18 числа он опять к нам пожаловал для одной только дружеской беседы, жалуясь на большую на берегу скуку и на худое содержание от комиссионера компании купцов, имеющих сей остров на откупе, где он имел квартиру. По своему независимому духу это его чрезвычайно огорчало: он не мог вытерпеть, чтоб не выговорить о сем комиссионеру, и с ним поссорился. Выпросил у начальника тридцать человек курильцев и лесу построил себе досчатый особый домик, где, по его словам, со своими двумя матросами поместился весьма покойно и с великим торжеством говорил, что он теперь живет славно. О комиссионере и компанейских делах пересказывал с презрением и заключил кратким японским изречением: «Лицо надменное, а денег нет».
20 июля известили меня, что видят идущего из селения нашего тайшо (под сим именем он более был известен всем матросам). На японском языке слово тайшо означает командиров; с самого начала он меня так назвал, почему я сделал ему такую же учтивость, и с тех то пор мы стали друг друга величать тайшо. Скорое такое прежде условного срока возвращение я приписал одной только его скуке. Я даже не изъявил удивления, что он так скоро к нам возвратился. Мы сошли вместе в каюту. Он, сев подле меня на стул, начал вынимать из-за пазухи бумагу, оговариваясь с видом, не предвещающим ничего особенного. «Сейчас, – говорил он, – привезли из Матсмая сие письмо незапечатанное; на нем, кажется, русская надпись». Лейтенант Филатов, подле нас стоявший, подсмотрев вниз подписью в руках тайшо обращенное письмо, с восторгом воскликнул: «Рука Василия Михайловича!» Сраженный столь неожиданною радостью, я в молчании беру от друга моего тайшо письмо, признаю руку господина Головнина, по наружной величине оного думаю найти пространное описание двухлетнего его заключения и, развернув, вижу только три следующие строки:
«Мы все, как офицеры, так матросы и курилец Алексей, живы и находимся в Матсмае.

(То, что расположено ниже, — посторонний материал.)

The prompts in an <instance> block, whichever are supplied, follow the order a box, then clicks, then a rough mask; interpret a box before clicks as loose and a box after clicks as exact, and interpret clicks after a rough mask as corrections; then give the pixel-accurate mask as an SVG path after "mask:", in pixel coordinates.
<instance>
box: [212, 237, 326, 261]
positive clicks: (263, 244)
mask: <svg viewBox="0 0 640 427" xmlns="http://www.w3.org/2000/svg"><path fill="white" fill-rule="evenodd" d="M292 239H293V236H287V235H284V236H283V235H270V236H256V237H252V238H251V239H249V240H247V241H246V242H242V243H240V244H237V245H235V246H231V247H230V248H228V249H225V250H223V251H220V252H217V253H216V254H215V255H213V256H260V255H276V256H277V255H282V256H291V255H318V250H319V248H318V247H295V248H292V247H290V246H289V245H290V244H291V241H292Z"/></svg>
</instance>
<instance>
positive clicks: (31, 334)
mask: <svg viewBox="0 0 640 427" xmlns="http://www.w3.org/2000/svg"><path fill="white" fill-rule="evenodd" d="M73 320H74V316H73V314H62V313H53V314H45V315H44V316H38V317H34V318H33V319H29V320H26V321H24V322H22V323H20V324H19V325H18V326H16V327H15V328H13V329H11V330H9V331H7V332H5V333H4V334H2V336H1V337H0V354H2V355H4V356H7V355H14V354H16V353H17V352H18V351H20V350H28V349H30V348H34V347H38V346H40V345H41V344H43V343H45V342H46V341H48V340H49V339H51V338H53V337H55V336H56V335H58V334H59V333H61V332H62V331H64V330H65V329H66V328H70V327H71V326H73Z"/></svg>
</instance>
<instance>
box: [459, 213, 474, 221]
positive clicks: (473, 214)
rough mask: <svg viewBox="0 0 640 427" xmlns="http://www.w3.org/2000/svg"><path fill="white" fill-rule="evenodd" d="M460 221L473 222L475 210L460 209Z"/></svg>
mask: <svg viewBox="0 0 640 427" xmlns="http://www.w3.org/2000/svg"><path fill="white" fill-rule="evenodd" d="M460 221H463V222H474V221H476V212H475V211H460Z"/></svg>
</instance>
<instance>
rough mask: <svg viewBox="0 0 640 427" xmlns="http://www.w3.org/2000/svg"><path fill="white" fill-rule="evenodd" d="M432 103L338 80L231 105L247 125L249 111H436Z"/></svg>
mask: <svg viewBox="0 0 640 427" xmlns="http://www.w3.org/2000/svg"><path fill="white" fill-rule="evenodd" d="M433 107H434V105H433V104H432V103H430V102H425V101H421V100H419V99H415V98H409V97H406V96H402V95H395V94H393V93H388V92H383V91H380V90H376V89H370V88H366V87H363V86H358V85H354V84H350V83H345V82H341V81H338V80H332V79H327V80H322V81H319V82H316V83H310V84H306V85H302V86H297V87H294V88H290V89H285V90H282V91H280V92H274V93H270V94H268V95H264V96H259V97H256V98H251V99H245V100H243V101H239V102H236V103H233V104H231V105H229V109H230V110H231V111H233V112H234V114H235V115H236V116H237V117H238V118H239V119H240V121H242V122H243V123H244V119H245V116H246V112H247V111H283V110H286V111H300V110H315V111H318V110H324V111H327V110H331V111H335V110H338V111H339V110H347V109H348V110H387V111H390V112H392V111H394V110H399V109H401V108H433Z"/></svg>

Мая 10 дня 1813 года.Василий ГоловнинФедор Мур».Сии радостные строки, освободившие нас от всякого сомнения о действительном пребывании всех наших пленных в Матсмае, прочитаны были мною на шканцах всей команде. К лучшему удостоверению многие из служителей сами читали их и признали руку обожаемого своего начальника, за что с восклицанием изъявили искреннюю благодарность почтенному Такатаю-Кахи. Всей команде дано было выпить по целой чарке водки за здоровье тех друзей, которых в прошлом лете мы почитали убитыми, и все готовы были на тех берегах окончить и свою жизнь.